Seeds are the germ of life. They are loaded with goodness. Include them in your daily diet.

Nuts and oilseeds are often considered high in calories. Since many people are not aware of the nutritional information of nuts and seeds, these are consumed less as compared with other super healthy foods like oats, greens, fruits and vegetables.

Nutrient Packed Seeds

Seeds like flax seeds (known as alsi seeds in India), fenugreek seeds, sesame seeds / gingelly seeds (til), garden cress seeds (halim seeds), and aniseeds (saunf) are rich in iron, calcium, fiber, and protein. These are the nutrients which is commonly deficient in Indian diet. Another advantage of eating nuts and seeds is that you just need to consume a small quantum to meet a good percentage of the recommended intakes. No wonder, they offer several benefits to the mankind.

These underrated seeds are a valuable food source. Therefore healthy and edible seeds can give maximum health benefits. Sesame seeds (til), flax seeds, fenugreek seeds, and aniseeds are commonly consumed in India. In western countries there is a greater consumption of sunflower seeds, melon seeds, pumpkin seeds, and quinoa. Amaranth seeds, garden cress seeds are some lesser known and less consumed seeds which are laden with minerals and vitamins

Health benefits of seeds vary from one type of seed to another. Seeds have high amount of heart friendly fatty acids MUFA and less of PUFA. The endosperm in the seed is the source of nourishment to the emerging and growing new plant. So their high nutrient content doesn’t come as a surprise. With their gold mines of vitamins and minerals, seeds are excellent nutrition providers. They are among the better plant sources providing minerals like iron, calcium, potassium, magnesium, zinc.

Here are some germs of life packed with nutrients:

  • Sunflower seeds are loaded with nutrients like unsaturated fats, protein, fiber, lignans, vitamin E, selenium, copper, folate, zinc, iron and phytochemicals.
  • Pumpkin seeds are known for their beta carotene that converts to Vitamin A, antioxidants, magnesium, vitamin B complex, protein, plant source of iron, and fiber.
  • Flax seeds are abundant in omega 3-fatty acids and soluble fiber which are immune boosting and heart protective.
  • Garden cress seeds are the richest source of iron.
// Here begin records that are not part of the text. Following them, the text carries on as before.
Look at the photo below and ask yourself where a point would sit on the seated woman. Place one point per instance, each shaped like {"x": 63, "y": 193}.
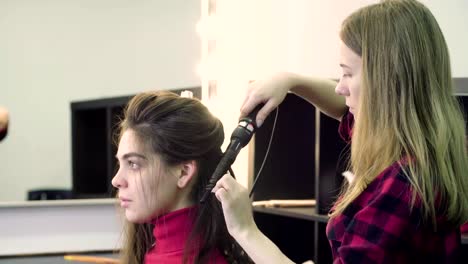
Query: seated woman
{"x": 169, "y": 147}
{"x": 3, "y": 122}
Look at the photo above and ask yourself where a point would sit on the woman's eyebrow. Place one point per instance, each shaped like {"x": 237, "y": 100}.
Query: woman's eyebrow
{"x": 132, "y": 154}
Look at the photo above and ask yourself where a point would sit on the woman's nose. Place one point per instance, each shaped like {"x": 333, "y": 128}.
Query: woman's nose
{"x": 118, "y": 181}
{"x": 342, "y": 89}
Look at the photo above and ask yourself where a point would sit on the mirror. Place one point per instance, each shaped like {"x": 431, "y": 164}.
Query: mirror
{"x": 57, "y": 52}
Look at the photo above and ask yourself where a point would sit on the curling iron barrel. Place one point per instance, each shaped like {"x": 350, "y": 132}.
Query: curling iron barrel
{"x": 239, "y": 138}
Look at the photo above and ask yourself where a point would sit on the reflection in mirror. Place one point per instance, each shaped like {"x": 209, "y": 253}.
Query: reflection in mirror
{"x": 57, "y": 52}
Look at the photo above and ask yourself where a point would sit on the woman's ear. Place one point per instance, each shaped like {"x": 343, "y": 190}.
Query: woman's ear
{"x": 187, "y": 171}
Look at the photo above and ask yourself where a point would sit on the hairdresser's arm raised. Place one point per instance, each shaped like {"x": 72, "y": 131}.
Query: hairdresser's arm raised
{"x": 319, "y": 92}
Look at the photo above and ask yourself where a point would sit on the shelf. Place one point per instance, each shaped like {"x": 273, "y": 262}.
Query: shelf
{"x": 306, "y": 213}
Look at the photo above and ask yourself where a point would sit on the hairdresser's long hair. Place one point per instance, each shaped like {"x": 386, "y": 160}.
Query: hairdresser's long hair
{"x": 407, "y": 109}
{"x": 181, "y": 129}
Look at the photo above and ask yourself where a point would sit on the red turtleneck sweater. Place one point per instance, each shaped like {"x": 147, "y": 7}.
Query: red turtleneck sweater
{"x": 171, "y": 231}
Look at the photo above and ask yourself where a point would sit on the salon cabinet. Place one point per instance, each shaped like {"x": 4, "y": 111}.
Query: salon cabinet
{"x": 304, "y": 162}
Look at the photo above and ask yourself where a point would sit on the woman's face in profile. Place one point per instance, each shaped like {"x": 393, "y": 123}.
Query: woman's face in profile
{"x": 350, "y": 81}
{"x": 146, "y": 188}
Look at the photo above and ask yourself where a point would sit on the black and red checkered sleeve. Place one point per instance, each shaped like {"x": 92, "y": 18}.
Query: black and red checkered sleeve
{"x": 374, "y": 229}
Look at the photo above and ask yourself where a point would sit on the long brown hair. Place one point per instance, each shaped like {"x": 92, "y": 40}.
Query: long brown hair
{"x": 407, "y": 108}
{"x": 181, "y": 129}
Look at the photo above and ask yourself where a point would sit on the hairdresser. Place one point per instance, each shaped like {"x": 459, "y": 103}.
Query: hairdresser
{"x": 394, "y": 102}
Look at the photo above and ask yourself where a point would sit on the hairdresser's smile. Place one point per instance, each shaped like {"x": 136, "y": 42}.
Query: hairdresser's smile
{"x": 124, "y": 202}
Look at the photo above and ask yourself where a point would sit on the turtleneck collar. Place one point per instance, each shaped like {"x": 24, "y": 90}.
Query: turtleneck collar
{"x": 172, "y": 230}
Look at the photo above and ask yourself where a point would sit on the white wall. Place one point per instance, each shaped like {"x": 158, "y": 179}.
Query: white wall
{"x": 53, "y": 52}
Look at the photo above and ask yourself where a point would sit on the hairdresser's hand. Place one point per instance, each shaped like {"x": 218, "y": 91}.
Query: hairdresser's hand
{"x": 236, "y": 205}
{"x": 271, "y": 91}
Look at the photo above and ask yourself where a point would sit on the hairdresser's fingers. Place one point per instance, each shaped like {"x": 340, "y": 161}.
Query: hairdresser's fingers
{"x": 221, "y": 195}
{"x": 265, "y": 111}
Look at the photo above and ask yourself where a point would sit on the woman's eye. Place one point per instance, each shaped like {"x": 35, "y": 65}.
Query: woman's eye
{"x": 132, "y": 165}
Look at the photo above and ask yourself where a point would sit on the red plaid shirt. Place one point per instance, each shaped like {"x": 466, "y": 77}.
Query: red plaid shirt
{"x": 379, "y": 227}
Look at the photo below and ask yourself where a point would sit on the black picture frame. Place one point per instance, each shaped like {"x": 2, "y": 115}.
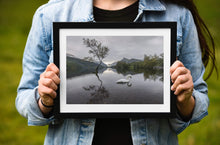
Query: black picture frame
{"x": 65, "y": 32}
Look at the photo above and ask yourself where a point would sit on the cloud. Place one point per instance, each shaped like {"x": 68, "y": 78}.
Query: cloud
{"x": 120, "y": 46}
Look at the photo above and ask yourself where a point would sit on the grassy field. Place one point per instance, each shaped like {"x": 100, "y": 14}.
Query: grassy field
{"x": 15, "y": 22}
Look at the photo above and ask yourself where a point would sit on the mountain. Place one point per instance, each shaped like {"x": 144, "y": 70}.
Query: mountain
{"x": 126, "y": 60}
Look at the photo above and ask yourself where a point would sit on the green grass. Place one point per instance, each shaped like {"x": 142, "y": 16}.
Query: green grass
{"x": 15, "y": 22}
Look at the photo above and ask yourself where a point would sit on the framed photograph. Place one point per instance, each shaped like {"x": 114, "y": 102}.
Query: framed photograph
{"x": 114, "y": 69}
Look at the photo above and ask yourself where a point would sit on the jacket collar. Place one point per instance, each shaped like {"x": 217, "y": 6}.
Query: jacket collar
{"x": 151, "y": 5}
{"x": 82, "y": 10}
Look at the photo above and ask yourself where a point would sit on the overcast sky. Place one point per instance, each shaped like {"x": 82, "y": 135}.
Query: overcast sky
{"x": 119, "y": 46}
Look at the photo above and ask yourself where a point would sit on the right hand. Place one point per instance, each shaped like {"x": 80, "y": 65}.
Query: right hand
{"x": 47, "y": 86}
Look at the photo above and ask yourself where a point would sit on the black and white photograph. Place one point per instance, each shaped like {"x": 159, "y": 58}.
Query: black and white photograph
{"x": 114, "y": 70}
{"x": 111, "y": 68}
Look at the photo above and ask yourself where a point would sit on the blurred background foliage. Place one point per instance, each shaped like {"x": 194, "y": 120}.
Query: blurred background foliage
{"x": 15, "y": 23}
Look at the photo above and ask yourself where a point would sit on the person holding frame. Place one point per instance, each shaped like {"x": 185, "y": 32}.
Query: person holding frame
{"x": 40, "y": 79}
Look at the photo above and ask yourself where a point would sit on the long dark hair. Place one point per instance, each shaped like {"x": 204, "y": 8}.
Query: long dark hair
{"x": 205, "y": 38}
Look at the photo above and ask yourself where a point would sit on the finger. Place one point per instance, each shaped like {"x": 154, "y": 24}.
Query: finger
{"x": 47, "y": 100}
{"x": 175, "y": 65}
{"x": 44, "y": 91}
{"x": 179, "y": 71}
{"x": 54, "y": 68}
{"x": 183, "y": 87}
{"x": 52, "y": 75}
{"x": 183, "y": 96}
{"x": 179, "y": 80}
{"x": 49, "y": 83}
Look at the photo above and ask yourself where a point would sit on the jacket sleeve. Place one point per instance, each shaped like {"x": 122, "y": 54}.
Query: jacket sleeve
{"x": 35, "y": 60}
{"x": 190, "y": 56}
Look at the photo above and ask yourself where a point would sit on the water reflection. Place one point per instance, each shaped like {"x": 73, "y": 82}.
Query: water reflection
{"x": 144, "y": 88}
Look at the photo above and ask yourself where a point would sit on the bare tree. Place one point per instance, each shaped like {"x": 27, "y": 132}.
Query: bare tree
{"x": 97, "y": 50}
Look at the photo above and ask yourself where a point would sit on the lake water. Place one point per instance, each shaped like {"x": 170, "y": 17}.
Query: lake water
{"x": 88, "y": 89}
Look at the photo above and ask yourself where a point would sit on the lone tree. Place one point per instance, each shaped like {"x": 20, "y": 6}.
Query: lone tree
{"x": 97, "y": 50}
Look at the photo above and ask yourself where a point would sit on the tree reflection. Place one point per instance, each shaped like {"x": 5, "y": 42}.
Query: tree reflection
{"x": 98, "y": 94}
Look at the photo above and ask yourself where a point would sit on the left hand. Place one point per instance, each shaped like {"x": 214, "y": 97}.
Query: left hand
{"x": 182, "y": 87}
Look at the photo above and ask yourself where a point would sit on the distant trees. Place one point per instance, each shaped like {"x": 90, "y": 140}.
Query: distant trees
{"x": 97, "y": 50}
{"x": 150, "y": 62}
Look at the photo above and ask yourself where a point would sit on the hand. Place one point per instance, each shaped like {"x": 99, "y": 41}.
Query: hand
{"x": 47, "y": 86}
{"x": 183, "y": 88}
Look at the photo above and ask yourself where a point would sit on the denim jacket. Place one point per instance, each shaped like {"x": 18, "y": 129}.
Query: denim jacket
{"x": 147, "y": 131}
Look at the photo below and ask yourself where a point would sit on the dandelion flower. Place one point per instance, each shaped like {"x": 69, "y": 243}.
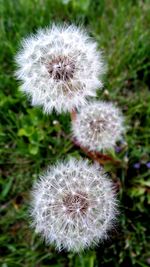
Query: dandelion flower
{"x": 59, "y": 67}
{"x": 73, "y": 205}
{"x": 98, "y": 125}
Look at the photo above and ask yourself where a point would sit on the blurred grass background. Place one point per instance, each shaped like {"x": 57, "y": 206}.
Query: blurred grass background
{"x": 30, "y": 140}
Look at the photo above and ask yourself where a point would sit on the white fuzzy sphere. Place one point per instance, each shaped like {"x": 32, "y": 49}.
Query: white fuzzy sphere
{"x": 59, "y": 67}
{"x": 98, "y": 125}
{"x": 73, "y": 205}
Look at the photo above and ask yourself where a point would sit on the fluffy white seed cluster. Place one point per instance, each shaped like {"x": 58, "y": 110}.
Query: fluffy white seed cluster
{"x": 98, "y": 125}
{"x": 73, "y": 205}
{"x": 59, "y": 67}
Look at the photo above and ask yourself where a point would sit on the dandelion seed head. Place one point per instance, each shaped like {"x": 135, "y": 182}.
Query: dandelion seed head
{"x": 77, "y": 218}
{"x": 98, "y": 125}
{"x": 59, "y": 67}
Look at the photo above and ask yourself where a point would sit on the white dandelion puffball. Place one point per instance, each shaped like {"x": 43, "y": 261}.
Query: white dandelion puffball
{"x": 59, "y": 67}
{"x": 98, "y": 125}
{"x": 73, "y": 205}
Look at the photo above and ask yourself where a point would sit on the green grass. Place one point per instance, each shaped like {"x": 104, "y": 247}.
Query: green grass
{"x": 30, "y": 140}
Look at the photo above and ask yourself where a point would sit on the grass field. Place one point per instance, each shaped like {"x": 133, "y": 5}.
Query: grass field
{"x": 30, "y": 140}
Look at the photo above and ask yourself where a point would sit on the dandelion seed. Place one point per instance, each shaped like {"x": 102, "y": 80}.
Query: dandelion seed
{"x": 59, "y": 67}
{"x": 77, "y": 218}
{"x": 98, "y": 125}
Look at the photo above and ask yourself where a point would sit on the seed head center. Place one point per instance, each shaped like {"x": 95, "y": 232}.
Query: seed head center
{"x": 61, "y": 68}
{"x": 98, "y": 125}
{"x": 76, "y": 203}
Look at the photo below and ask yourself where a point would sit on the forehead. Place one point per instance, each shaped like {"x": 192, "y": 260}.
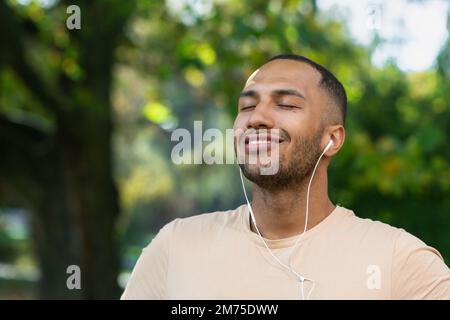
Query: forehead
{"x": 285, "y": 73}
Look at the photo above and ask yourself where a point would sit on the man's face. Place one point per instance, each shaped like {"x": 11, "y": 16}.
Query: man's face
{"x": 283, "y": 95}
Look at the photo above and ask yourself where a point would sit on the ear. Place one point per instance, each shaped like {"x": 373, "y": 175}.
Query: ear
{"x": 337, "y": 134}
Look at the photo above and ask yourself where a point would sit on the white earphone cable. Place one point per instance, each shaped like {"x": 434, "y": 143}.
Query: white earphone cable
{"x": 289, "y": 267}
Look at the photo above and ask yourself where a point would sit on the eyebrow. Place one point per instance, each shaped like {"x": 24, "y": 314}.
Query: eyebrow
{"x": 278, "y": 92}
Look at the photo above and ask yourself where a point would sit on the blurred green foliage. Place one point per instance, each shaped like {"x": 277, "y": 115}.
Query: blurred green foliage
{"x": 176, "y": 64}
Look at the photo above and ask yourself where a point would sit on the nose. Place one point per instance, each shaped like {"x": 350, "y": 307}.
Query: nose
{"x": 260, "y": 117}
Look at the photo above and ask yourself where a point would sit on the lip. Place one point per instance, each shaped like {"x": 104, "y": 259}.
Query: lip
{"x": 261, "y": 142}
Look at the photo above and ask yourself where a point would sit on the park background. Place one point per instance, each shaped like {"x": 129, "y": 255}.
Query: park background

One gram of cress seeds contains one mg of iron. So even if we consume 1 tbsp of this seed daily we can be close to our recommended intake of iron.
  • Fenugreek seeds regulate blood sugars.
  • Sesame seeds are a great source of calcium and iron.
  • Quinoa seeds are rich in good quality protein, fiber, magnesium and vitamin E known to be a potent antioxidant.

Seeds may vary in their nutritional value, but the fact remains that most edible seeds are highly beneficial in terms of health.

Ways to Eat Seeds:

  • Seeds could be roasted and eaten. For example, roasted almonds and roasted pumpkin seeds could be eaten as a healthy snack or packed into kids’ lunch boxes.
  • Seeds could be roasted or toasted, powdered, and added to food preparations. Roasted sesame seeds are added to many Asian dishes to add a nutty flavor and a subtle crunch to them.
  • One to two heaped tablespoons of flax seeds or mixed seeds (flax and sesame), roasted and then powdered could be consumed every day with water at a fixed time.
  • Flax seeds, aniseeds, black sesame and white sesame could be mixed made into a delectable sweet and salty mix to be had post meal.
  • Seed or seed powders can be sprinkled over cereals, mixed with fresh green vegetables, yoghurt or added to snacks.
  • The sesame seed powder could be mixed with the regular flour and used in baking breads and chapatis.
  • Nutrient laden sesame seeds and amaranth seeds could be consumed as a sweet “chikki” – a candy commonly eaten in India.
  • Seeds like fenugreek, garden cress, and quinoa could be sprouted and consumed as salads or vegetables. They could be added to wraps, sandwiches or stir-fries as well.


The seeds have to be consumed with caution. One has to judge the amount that can be digested easily and the form in which they should be consumed without any stomach disturbances as they contain antinutrients that interfere with the absorption of nutrients. Some people may find it difficult to digest nuts and seeds. Again, cases of seed allergy are rising in some countries. Overeating of seeds can cause allergic reactions in some people

Seeds with their own characteristic nutritional benefits would immensely benefit the body if made a part of the daily diet. Gone are the days when we just perceived them as add on for taste and look enhancements. We are all gradually changing our perspective towards health and wellness. With rising incidence of ailments we are becoming more aware and conscious of incorporating nutrient dense foods into our diets. Seeds, for sure, are a true super food.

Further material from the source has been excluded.